The annual rate of growth fell from 9.7pc in June to a "robust" level of 8.3pc in July, according to the Office for National Statistics.
Despite the slowdown, the 8.3pc growth rate is the third-highest measured so far this year. On a monthly basis, property prices edged up 0.4pc between June and July.
The increase in values continues to be fuelled by high levels of demand and a shortage of supply, according to the Royal Institution of Chartered Surveyors.
House prices in London soared by 12.3pc in July, only to be outpaced by the east of England, where they rose 13.2pc year-on-year. The average price of a property in the UK is now £216,750.
Samuel Tombs, chief economist at Pantheon Macroeconomics, said that July’s figures, which are based on actual transactions, only show that homebuyers already committed to property purchases didn't try to negotiate prices down in response to the referendum result.
He cautioned against reading too much into the numbers, which he said "don’t reflect the full impact of the referendum vote because it takes several months to complete a house purchase".
Mr Tombs added: "The fall in the average value of mortgages approvals over recent months and the 1.3pc fall in the Halifax measure of prices - which is based on the lenders’ mortgage offers - between June and August suggest that transaction prices will begin to fall soon."

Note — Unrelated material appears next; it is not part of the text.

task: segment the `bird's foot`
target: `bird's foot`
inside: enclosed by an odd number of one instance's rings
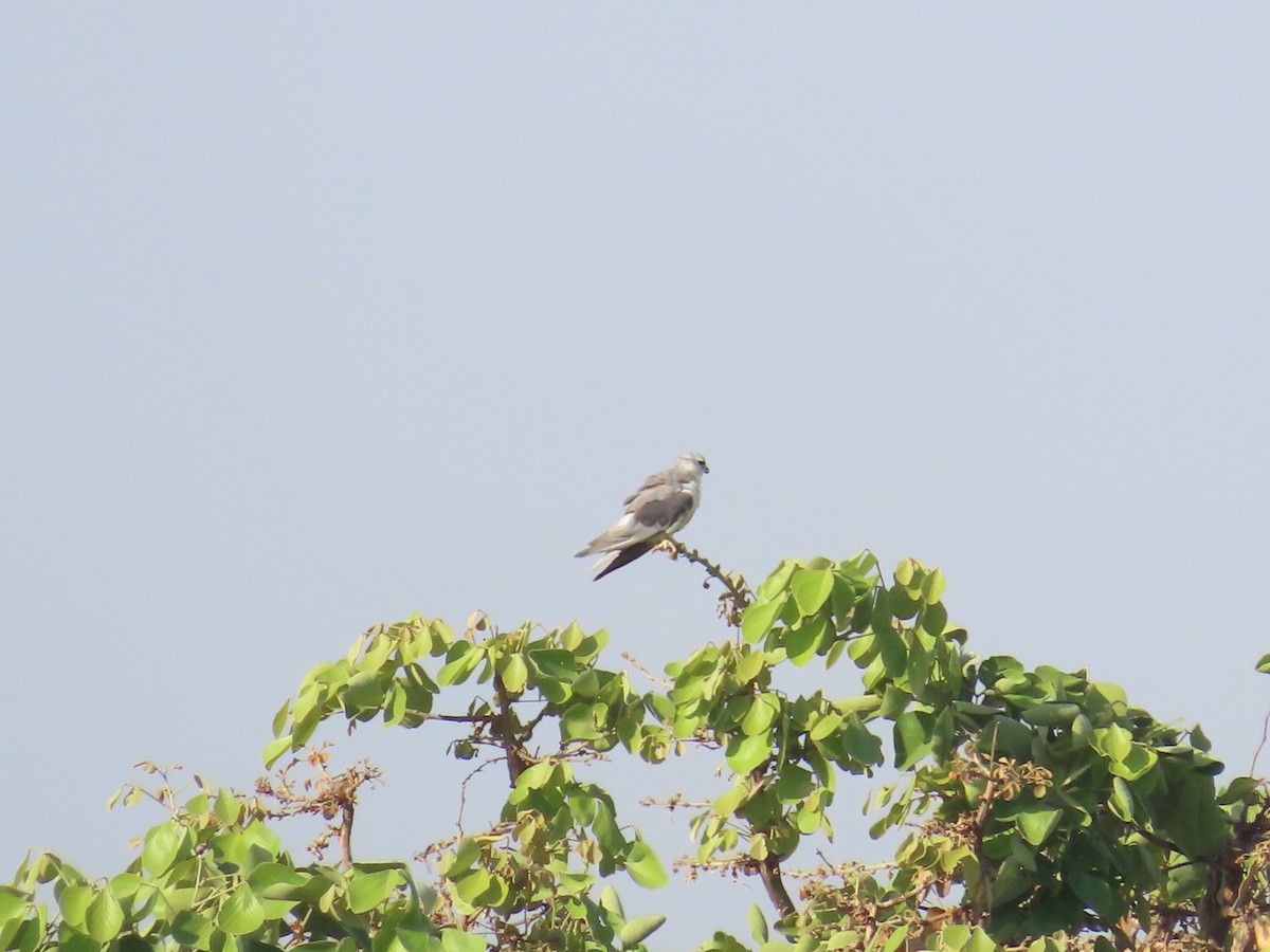
[[[668,556],[671,556],[671,559],[678,559],[681,550],[679,550],[679,543],[676,542],[673,538],[664,538],[655,546],[653,546],[653,551],[665,552]]]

Jonathan Hopper, Managing Director of Garrington Property Finders, described the results as “another dose of robust data", and said that "the post-Brexit bounce is starting to look less like a blip and more like business as usual for house prices”.
He added: "It is too soon, however, to dismiss the Brexit effect. The property market’s fundamentals are far from normal – with both demand and supply falling, the result is a benign limbo that is driving up prices even as the number of sales falls.”
Thomas Fisher, an economist at PwC, echoed these views, saying that "as many of these transactions will have been in motion since before the referendum, more data will be needed to make a proper assessment of how the referendum result is affecting the housing market".
The autumn selling season, which is traditionally strong, will offer a better picture as to the state of the housing market post Brexit.
"Our own expectation is that the UK housing market will cool not crash," said Mr Fisher. "In our main scenario, average UK house price growth is projected to decelerate to around 5pc in 2016 and around 1pc in 2017."
The index also reported that values of newbuild properties grew 15.6pc in the year to July, although the ONS stressed that this was based on a small sample and that the data can be volatile. The average first-time buyer in London paid £423,422 for their home.
Meanwhile, estate agency Winkworth reported that its pre-tax profits were up 8pc in the six months to June 30, while sales grew 6.7pc to £2.75m.
Winkworth, which is largely based in outer London but also has a presence in major towns and cities in south east and south west England, managed to increase its profits despite fewer transactions. This comes in contrast to Foxtons, a London-based estate agency, whose profits nearly halved in the first half of the year.
"Foxtons are in central London moving out, while we are quite embedded in those markets in the outskirts," said Dominic Agace, chief executive of Winkworth. "In part they [Foxtons] are trying to launch new offices in those markets – new and not established – and relying on central London offices, which are struggling with [lower transactions to do with increases to] stamp duty."